Throughout August, 2,096 people were charged with speeding, compared to 770 charged in July. Speeding enforcement efforts were part of a promise members of the Bow Valley Integrated Traffic Unit (BVITU) made to catch those driving too fast.
“We delivered as promised,” said Cpl. Chris Blandford, team leader for the unit. “We said we were going to be aggressive in our enforcement and so we were.”
According to police statistics, 41 motorists ticketed over the long weekend were driving at a speed of 50 km/h or greater over the posted speed limit in the national park, which is 90. Another six drivers were charged with speeding and careless driving after they were found travelling in excess of 60 km/h over the limit.
“There are still people who refuse to accept their culpability in the violation of the speeding laws in Alberta,” Blandford said. “Even when we’re using laser, which is a lane and target specific instrument, some people refuse to accept they were actually traveling well over the speed limit.”
The team leader indicated that where the speed trap was set up, drivers would have passed 14 sets of speed limit signs and he believes a very small percentage actually missed the signs and assumed it was a 110 km/h zone.
“When they see a four-lane divided highway, they’re just going to travel the speed they want to travel,” he said, adding the majority of those caught from nearby places like Calgary have no excuse for not knowing the speed limit.
The BVITU maintains catching speeders in the area is a priority, however, it will also be looking for drivers committing other offences.
“We’re going to be looking for things such as distracted driving, following too close, failing to signal, aggressive driving behaviour and careless driving,” said Blandford. “We’ll never give up on speeding because it’s an issue in the park that we’ll continue to address.”
Having tougher drinking and driving penalties now in place, which state a driver caught with a blood alcohol level between .05 and .08 will lose their car and driver’s licence for three days, may also increase the number of vehicles caught.
“We’ll have to see.

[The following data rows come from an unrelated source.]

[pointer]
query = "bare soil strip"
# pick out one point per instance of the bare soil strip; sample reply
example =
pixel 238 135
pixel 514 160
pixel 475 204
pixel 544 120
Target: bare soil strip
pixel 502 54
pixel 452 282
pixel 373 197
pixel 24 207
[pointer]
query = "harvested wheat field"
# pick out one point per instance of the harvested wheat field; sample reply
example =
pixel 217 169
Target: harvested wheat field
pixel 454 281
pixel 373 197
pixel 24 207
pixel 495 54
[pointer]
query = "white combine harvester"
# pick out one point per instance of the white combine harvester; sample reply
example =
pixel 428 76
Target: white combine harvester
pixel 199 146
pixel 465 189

It just started and I’m sure people have already been caught and it’s a real sober awakening,” said Blanford. “I’m pretty sure that it’s going to have an effect on some people.”
Elsewhere in the province, Alberta Traffic Services experienced a high volume of speeding violations over the long weekend, including a 43-year-old who was clocked at 200 km/h near St. Paul. The driver was then seen tossing a beer can out the window.
With the apparent lack of discipline on Alberta’s highways, Blandford said police are determined to continue to stop speeding motorists.
“We’re going to continue to be aggressive in our enforcement and people have to start obeying the speed rules in the park,” he explained. “It’s not for them to decide whether or not the speed limit is correct.
“People have looked at the highway usage, why it’s being used, where it is and they’ve decided the best speed limit is 90 km/h and nothing is going to change.”